Customers’ willingness to pay for value-added services will aid their attempt to increase revenue. “Consumer behaviour is adapting to digital-first services and the fact that some of these services, like early delivery and orders of lower value, may come with delivery costs. This behaviour will likely benefit these companies,” Pahwa added.
Over the years, several startups have begun to resemble big businesses but without their financial muscle. These companies hire the best talent, match their salaries with those paid by MNCs and have large offices in prime commercial areas. This way of life, also generally funded by investor money, is being revisited.
A fresh graduate from a top Indian Institute of Technology got a Rs 30 lakh offer from a Bengaluru-based startup in February but the company yanked it after the pandemic broke.
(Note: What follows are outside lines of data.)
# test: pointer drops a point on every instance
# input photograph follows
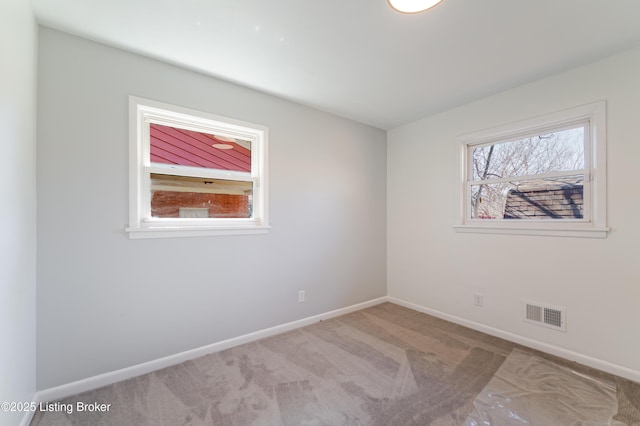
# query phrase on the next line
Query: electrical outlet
(478, 299)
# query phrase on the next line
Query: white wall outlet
(478, 299)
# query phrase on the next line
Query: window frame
(594, 221)
(142, 113)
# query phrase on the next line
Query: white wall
(597, 280)
(17, 205)
(106, 302)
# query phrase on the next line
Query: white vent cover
(547, 316)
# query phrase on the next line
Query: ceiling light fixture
(412, 6)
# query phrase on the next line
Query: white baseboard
(90, 383)
(63, 391)
(599, 364)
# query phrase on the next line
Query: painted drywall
(17, 208)
(597, 280)
(106, 302)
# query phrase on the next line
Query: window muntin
(543, 176)
(194, 173)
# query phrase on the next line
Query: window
(545, 176)
(194, 173)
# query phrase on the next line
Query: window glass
(170, 145)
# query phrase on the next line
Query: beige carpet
(385, 365)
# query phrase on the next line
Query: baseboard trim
(90, 383)
(599, 364)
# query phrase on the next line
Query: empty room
(319, 213)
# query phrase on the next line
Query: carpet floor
(384, 365)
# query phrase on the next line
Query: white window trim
(596, 170)
(142, 112)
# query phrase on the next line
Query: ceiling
(358, 58)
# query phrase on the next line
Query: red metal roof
(188, 148)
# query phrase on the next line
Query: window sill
(136, 233)
(540, 230)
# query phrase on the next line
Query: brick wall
(168, 203)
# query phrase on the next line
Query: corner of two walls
(106, 302)
(596, 280)
(18, 206)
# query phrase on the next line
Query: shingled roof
(555, 201)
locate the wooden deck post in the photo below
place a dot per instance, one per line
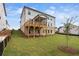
(28, 31)
(34, 32)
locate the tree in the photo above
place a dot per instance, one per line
(68, 25)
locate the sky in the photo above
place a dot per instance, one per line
(59, 10)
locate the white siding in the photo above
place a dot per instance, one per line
(3, 18)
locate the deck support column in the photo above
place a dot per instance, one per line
(34, 32)
(28, 31)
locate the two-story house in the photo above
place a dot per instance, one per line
(36, 23)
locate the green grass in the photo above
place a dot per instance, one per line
(39, 46)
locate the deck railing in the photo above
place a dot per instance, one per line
(35, 23)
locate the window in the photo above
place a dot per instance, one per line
(29, 13)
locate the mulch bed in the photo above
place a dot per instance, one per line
(68, 49)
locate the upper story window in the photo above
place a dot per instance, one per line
(29, 13)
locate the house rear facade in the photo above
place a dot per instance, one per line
(36, 23)
(3, 21)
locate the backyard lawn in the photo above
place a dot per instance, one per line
(39, 46)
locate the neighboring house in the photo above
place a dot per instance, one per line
(74, 29)
(36, 23)
(3, 21)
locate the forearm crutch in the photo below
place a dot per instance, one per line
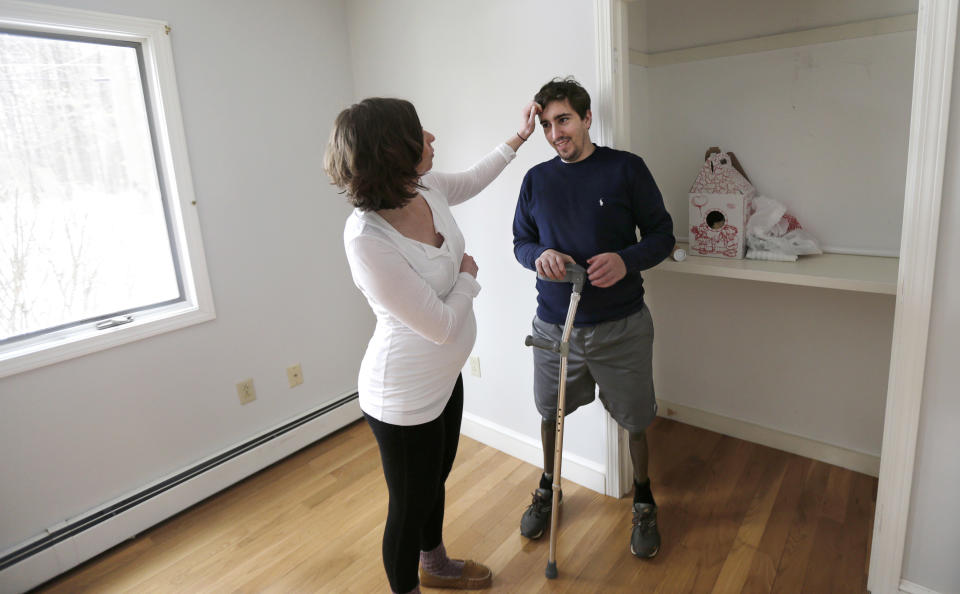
(577, 276)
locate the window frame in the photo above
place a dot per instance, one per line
(173, 168)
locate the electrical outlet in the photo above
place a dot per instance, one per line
(294, 375)
(245, 391)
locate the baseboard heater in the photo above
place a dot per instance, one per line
(87, 522)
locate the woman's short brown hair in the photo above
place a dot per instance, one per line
(373, 153)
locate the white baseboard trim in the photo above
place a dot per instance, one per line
(575, 468)
(911, 588)
(788, 442)
(49, 562)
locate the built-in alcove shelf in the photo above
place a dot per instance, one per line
(868, 274)
(856, 30)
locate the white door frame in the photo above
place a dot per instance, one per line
(929, 119)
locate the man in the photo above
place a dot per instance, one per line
(585, 206)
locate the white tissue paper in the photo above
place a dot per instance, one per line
(774, 234)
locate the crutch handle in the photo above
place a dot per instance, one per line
(547, 345)
(576, 274)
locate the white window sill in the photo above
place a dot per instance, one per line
(57, 347)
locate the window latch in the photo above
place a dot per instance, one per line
(114, 322)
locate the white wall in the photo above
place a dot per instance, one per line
(469, 69)
(260, 84)
(822, 128)
(702, 22)
(933, 527)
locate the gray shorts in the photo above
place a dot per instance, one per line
(615, 355)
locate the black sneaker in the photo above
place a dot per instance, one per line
(645, 540)
(534, 521)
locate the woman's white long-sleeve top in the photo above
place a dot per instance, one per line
(423, 303)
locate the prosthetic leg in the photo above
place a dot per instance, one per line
(577, 276)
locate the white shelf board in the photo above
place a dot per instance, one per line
(869, 274)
“Startups have almost become as big as large corporates, without the strong revenue models of the traditional companies. Startups have hired very aggressively in the past. Founders should take this opportunity to rethink their strategies around hiring and team building,” an industry executive said, requesting anonymity.
Many consumer-internet firms have built asset-heavy businesses, the antithesis of an internet-driven firm, which seeks high valuations and growth based on lean models and little physical assets.
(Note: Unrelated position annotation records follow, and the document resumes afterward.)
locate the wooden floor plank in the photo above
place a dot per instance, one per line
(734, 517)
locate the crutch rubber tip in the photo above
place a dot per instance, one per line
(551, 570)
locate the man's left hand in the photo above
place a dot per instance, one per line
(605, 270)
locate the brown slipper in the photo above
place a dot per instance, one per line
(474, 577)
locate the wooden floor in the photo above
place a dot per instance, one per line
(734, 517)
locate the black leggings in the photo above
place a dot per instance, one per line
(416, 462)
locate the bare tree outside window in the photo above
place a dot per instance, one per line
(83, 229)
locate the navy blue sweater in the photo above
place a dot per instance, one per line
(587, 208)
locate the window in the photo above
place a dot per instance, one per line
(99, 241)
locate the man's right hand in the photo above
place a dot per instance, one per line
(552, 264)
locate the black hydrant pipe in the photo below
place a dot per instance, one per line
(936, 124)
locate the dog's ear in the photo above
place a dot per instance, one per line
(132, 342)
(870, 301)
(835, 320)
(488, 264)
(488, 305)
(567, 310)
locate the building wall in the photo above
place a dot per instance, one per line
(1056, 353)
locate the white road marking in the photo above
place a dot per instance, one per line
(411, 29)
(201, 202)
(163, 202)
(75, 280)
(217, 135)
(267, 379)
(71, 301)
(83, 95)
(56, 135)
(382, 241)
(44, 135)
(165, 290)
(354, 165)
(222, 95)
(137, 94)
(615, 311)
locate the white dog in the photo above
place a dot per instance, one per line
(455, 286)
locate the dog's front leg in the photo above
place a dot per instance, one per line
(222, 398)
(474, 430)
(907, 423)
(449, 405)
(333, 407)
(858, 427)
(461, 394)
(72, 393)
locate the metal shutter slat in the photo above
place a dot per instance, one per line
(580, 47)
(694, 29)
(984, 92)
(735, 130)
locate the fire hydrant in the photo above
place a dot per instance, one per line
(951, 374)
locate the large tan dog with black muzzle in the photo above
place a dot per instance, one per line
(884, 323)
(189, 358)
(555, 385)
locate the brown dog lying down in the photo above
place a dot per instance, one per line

More startups are now going asset-light since servicing debt is becoming a challenge for companies with low cash flows. Scooter rental firms Bounce and Vogo and bike-hailing firm Rapido are selling off their vehicles and renting them out on long-term lease.
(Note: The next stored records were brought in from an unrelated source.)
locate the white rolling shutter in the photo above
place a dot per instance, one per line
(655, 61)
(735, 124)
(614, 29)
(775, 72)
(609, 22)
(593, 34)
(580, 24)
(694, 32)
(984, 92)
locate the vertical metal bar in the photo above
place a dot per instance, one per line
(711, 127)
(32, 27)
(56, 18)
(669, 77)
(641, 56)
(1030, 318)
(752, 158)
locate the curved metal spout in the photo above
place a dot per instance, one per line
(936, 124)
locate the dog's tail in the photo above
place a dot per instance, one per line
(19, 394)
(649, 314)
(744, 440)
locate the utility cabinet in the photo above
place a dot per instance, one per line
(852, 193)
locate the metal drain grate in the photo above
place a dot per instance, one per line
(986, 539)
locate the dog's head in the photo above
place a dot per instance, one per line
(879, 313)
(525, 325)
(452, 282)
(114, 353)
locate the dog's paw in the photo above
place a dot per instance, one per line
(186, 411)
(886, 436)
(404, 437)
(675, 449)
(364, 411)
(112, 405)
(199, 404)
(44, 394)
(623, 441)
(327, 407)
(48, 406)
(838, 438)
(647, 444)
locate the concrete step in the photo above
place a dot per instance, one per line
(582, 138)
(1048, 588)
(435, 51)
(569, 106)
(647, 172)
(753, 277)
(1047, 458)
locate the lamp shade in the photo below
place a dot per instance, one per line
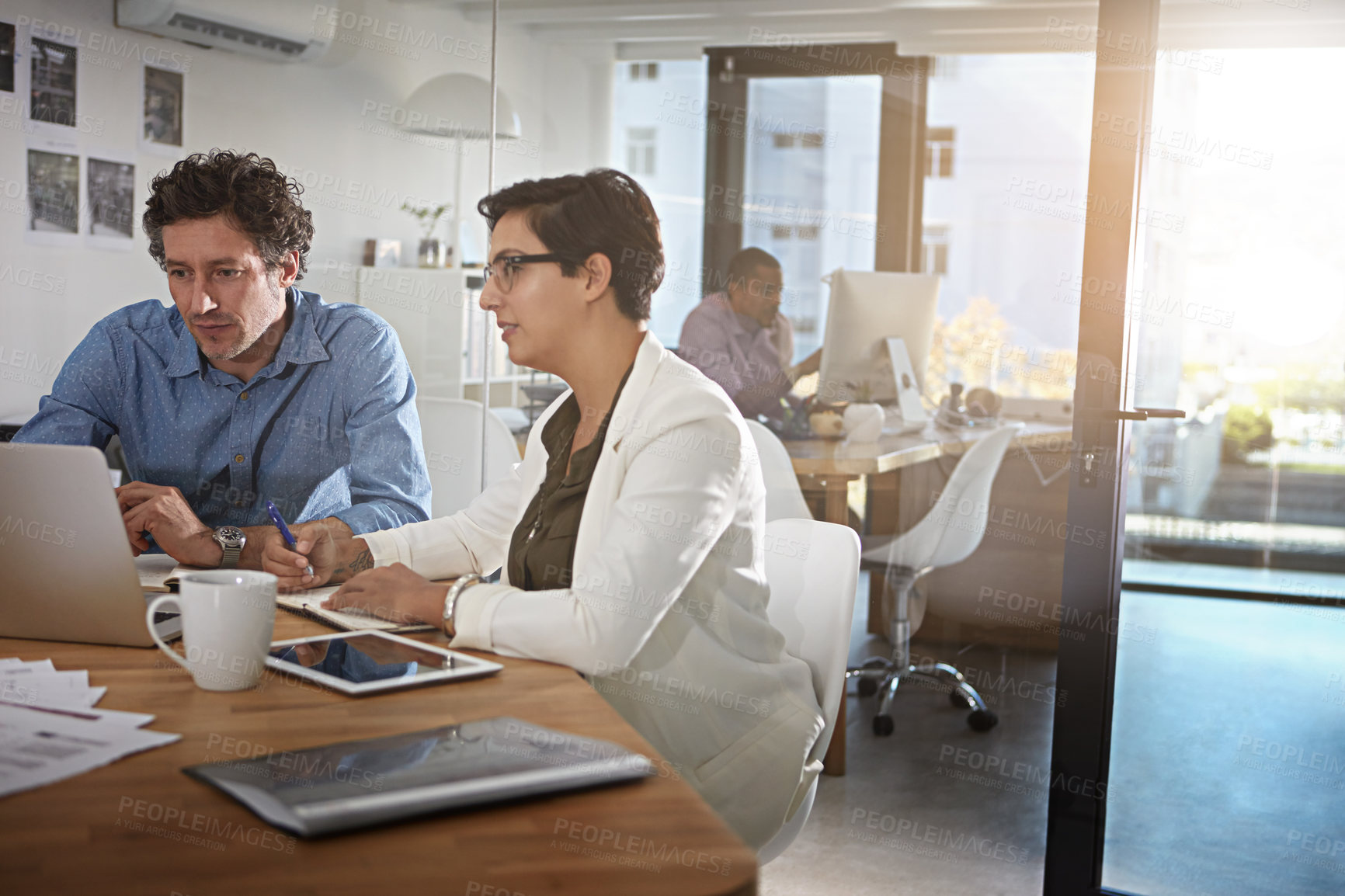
(459, 106)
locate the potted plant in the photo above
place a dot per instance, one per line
(433, 252)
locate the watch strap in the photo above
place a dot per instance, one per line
(455, 591)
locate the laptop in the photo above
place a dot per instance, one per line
(909, 409)
(65, 560)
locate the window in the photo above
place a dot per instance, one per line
(939, 152)
(639, 150)
(645, 71)
(808, 141)
(933, 242)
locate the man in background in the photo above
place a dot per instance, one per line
(740, 339)
(246, 389)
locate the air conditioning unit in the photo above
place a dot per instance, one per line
(276, 30)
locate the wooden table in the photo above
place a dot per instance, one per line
(826, 468)
(81, 835)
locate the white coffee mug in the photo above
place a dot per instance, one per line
(228, 616)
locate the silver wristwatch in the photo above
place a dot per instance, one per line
(231, 540)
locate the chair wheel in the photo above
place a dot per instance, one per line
(982, 720)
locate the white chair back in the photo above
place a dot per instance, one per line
(812, 568)
(783, 497)
(451, 431)
(957, 523)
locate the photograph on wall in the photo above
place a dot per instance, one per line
(53, 86)
(163, 106)
(112, 186)
(7, 35)
(53, 191)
For most consumer-internet firms, anything less than doubling their user base every few months, or every year, was frowned upon by them and their investors.
Swiggy, for example, tripled its revenue to Rs 1,128 crore but also saw losses rise six times in a year to Rs 2,367 crore in FY19. Similar stories played out with most companies valued between $100 million and $5 billion.
On the other hand, the startups that grew at 30 percent a year while making money may survive in the long run but they will never hog headlines or got the large funding rounds. The coronavirus has pushed many such firms into a survival mode with modest expectations. Their primary goal is to outlast the pandemic.
Funding, the final frontier
Most, if not all, of the recent decisions taken by startups to be lean stem from the reality that unlimited fundraising may no longer be possible. Early-stage companies are seeing large investors go slow on new firms. They are reserving cash mostly for their own portfolio companies.
Venture funds have classified their portfolios broadly into three categories —startups that cannot get fresh funding and the future is unclear; companies that will be able to pull through with some booster funds and those that have either benefited due to the viral outbreak or are in a strong financial position, say sources.
Investors also say that while some of these calls-- on not funding firms or giving a lower valuation—were driven by the pandemic, many of these decisions had been coming for a while now.
It is the extent of cutbacks that took some investors by surprise. “VCs (venture capitalists) have become like private equity funds. They are asking companies to focus on making money, surviving the pandemic, and are propagating general conservatism, generally rare among VCs,” a banker advising on technology deals said, requesting anonymity.